The Office of the State Superintendent of Education demanded in September that the play group, the Capitol Hill Cooperative Play School, hire a full-time staff person with a degree in early childhood education.
“It’s just a play group, just parents switching off, watching each other’s children play, for free,” said Lis Kidder, who takes part in the play group with her 2-year-old.
The play group meets in a room at the Lutheran Church of the Reformation on East Capitol Street Northeast. It was founded by congregants of the church and has served the neighborhood since 1973, handed off each year or so to new sets of parents.
“Look, we’re just having a play group for three hours on a Friday. No one’s getting paid. We’re not running a business, and we’re perfectly capable of doing this without government oversight,” Kidder said.
After OSSE decided to regulate the play group, the D.C. Council blew the whistle on the bureaucracy, approving emergency legislation to protect the group from regulation by OSSE.
“I think it’s an overreach by the government to come in and try to regulate something that’s been an informal cooperative play group by parents for the last 40 years and has worked incredibly well,” said Ward 6 Council member Charles Allen. “And, these parents care, first and foremost, about the health and safety of their kids.”
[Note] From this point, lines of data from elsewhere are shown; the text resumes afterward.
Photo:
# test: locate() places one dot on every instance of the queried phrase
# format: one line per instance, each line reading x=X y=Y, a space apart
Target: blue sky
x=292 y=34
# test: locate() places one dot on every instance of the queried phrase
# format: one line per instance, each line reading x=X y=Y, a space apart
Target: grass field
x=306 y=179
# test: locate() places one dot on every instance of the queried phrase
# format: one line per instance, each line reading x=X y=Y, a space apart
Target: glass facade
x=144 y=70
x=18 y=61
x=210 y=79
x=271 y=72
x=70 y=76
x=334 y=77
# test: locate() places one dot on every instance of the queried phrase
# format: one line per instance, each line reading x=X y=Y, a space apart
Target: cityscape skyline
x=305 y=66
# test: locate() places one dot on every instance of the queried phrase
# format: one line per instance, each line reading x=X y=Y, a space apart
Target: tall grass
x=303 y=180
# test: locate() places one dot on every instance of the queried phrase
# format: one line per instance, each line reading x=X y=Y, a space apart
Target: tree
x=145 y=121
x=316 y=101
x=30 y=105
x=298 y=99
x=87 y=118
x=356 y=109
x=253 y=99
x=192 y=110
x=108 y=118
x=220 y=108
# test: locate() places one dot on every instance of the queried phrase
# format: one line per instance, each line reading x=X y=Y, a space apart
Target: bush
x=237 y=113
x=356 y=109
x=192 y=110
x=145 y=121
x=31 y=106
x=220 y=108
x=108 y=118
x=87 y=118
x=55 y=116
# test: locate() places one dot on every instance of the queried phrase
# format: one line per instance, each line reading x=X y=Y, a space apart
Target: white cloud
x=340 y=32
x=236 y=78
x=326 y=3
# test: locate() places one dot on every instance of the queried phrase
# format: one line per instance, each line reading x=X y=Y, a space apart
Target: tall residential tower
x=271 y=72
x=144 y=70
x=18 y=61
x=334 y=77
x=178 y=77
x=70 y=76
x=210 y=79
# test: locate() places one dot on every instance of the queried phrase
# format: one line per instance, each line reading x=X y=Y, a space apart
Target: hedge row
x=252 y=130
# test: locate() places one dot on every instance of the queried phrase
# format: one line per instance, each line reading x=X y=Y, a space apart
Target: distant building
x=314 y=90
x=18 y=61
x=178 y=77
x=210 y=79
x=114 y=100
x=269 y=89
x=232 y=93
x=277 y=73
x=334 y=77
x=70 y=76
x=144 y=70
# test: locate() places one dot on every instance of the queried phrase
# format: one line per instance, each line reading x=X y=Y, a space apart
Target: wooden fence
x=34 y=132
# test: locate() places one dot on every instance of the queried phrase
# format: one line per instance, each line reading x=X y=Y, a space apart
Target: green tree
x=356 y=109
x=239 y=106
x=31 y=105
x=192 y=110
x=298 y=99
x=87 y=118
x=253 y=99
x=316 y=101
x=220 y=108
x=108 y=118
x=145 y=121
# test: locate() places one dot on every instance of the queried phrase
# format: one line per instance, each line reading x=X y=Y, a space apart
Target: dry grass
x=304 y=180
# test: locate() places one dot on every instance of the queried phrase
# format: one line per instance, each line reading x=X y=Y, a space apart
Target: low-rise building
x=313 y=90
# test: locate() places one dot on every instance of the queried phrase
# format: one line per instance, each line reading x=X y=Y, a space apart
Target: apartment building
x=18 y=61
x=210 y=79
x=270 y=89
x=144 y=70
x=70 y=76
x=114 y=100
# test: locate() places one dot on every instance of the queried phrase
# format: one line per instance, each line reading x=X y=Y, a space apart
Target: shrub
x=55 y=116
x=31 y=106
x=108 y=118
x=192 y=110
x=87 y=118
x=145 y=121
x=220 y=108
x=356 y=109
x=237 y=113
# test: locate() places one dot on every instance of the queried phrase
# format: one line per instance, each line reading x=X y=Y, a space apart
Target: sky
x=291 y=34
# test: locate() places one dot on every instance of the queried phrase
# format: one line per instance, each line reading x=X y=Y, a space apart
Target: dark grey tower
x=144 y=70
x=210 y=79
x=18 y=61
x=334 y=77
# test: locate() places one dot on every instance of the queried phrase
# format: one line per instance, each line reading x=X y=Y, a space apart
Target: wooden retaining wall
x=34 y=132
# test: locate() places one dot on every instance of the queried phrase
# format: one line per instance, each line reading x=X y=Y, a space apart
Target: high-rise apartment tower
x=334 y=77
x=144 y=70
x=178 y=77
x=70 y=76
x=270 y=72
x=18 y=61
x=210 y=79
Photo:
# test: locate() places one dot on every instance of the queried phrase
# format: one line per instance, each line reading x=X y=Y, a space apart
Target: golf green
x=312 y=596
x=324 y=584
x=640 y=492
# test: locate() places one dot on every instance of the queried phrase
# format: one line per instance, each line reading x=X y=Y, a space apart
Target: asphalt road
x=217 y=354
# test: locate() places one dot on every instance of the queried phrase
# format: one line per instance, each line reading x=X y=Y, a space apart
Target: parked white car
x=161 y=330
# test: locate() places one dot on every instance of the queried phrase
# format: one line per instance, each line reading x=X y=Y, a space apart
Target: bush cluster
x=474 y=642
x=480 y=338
He added, “It’s basically the government trying to apply a kind of one-size-fits-all approach here and trying to treat something that is not day care as if it were full-fledged day care.”
Other play groups in Petworth and elsewhere in the city could be threatened by the moves to regulate them. Kidder said the five-decade-old Capitol Hill group couldn’t afford to hire a full-time staff person.
The D.C. Council is working on a permanent fix that would keep the play groups out of the regulatory reach of the government.
“We introduced permanent legislation … so that we can move something forward … to make sure the city’s interests are protected from a health and safety standpoint, but to make sure we’re not closing the door on these types of informal play groups that really are great for the kids and great for the families,” Allen said.